そこで使われるのが 採光補正係数 です。
採光補正係数の基本ルール
採光補正係数には、次の特徴があります。
数値は 0〜3の範囲
最大値は 3
条件が良い窓ほど数値が高い
条件が悪いと 0 に近づく
つまり、
窓の大きさだけでは必要な採光面積は決まらない
という点が重要です。
採光面積の考え方
採光は次の式で評価されます。
有効な採光面積 = 窓の面積 × 採光補正係数
例:12畳の居室の場合
床面積:約20㎡
必要な採光:約2.9㎡
採光補正係数:3(条件が良い場合)
必要な窓面積 ≒ 2.9㎡ ÷ 3 ≒ 約1㎡
✅ 条件の良い窓なら、小さめでも基準を満たす
❌ 条件が悪いと、大きな窓でも不足することがある
【注意】お部屋の明るさは採光面積と一致しない

一方で、採光面積を満たしていても、明るい部屋になるとは限りません。
採光補正係数の条件が良く、窓を小さくしている
将来的に隣地に高い建物が建つ
方位が北向きである
といった場合、「基準は満たしているが、体感としては暗い」と感じることもあります。
家が暗くなる原因についてもっと知りたい方はこちらをご参考ください。
そのため、
高窓や地窓
吹き抜け
天窓(トップライト)
光を別の場所から取り入れる工夫
などを組み合わせ、採光計算と実際の明るさの両面から無理のない採光計画を行うことが重要です。

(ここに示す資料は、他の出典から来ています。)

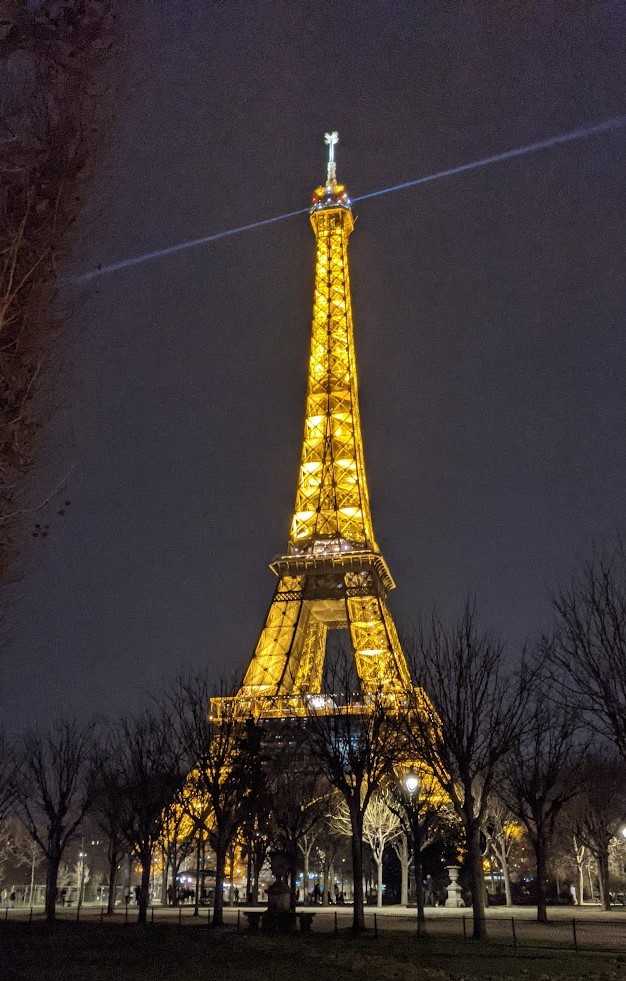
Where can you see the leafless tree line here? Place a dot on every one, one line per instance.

採光計画で明るさを確認したい方は、どこでも光窓導入提案サービスより無料の日当たりシミュレーションをご検討ください。

採光で後悔しないためのチェックポイント
最後に、家づくりで押さえておきたいポイントを整理します。
✅ 採光基準はあくまで「最低限の基準」
✅ 窓の数や大きさだけで判断せず、周囲の状況も確認する
✅ 図面上の数値だけでなく、日中の明るさを想像する
✅ 明るさ不足は、完成後に改善しにくい
「暗くなりそうだけど、仕方ない」と感じた場合は、早めに別の採光手法を検討することが大切です。

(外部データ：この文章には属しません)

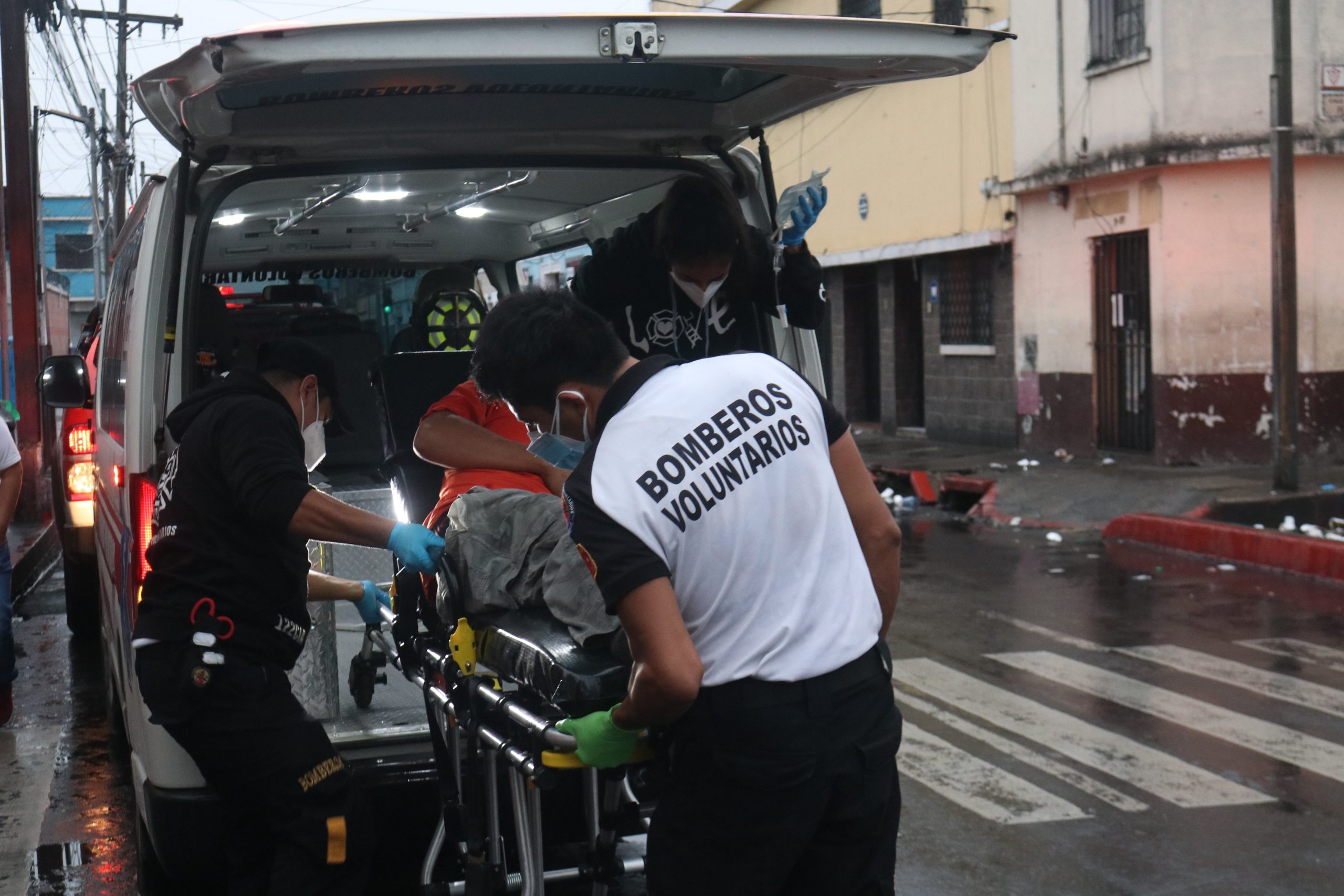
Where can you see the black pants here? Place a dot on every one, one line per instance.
(296, 825)
(783, 787)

光ダクトという採光システムについて詳しく知りたい方はこち他の記事もご参考ください。
光ダクト採光システム「どこでも光窓」について知りたい方は、ダウンロードページより資料をご確認ください。
まとめ|居室の採光は家の快適さを左右する
居室には法律で採光が求められている
採光補正係数によって、窓の評価は大きく変わる
窓があっても暗い住宅は珍しくない
採光は設計段階での検討が非常に重要
明るさは、住み始めてからの満足度に直結します。
数字を完璧に理解するよりも、「この家は昼間、どう感じるか」を意識することが何より大切です。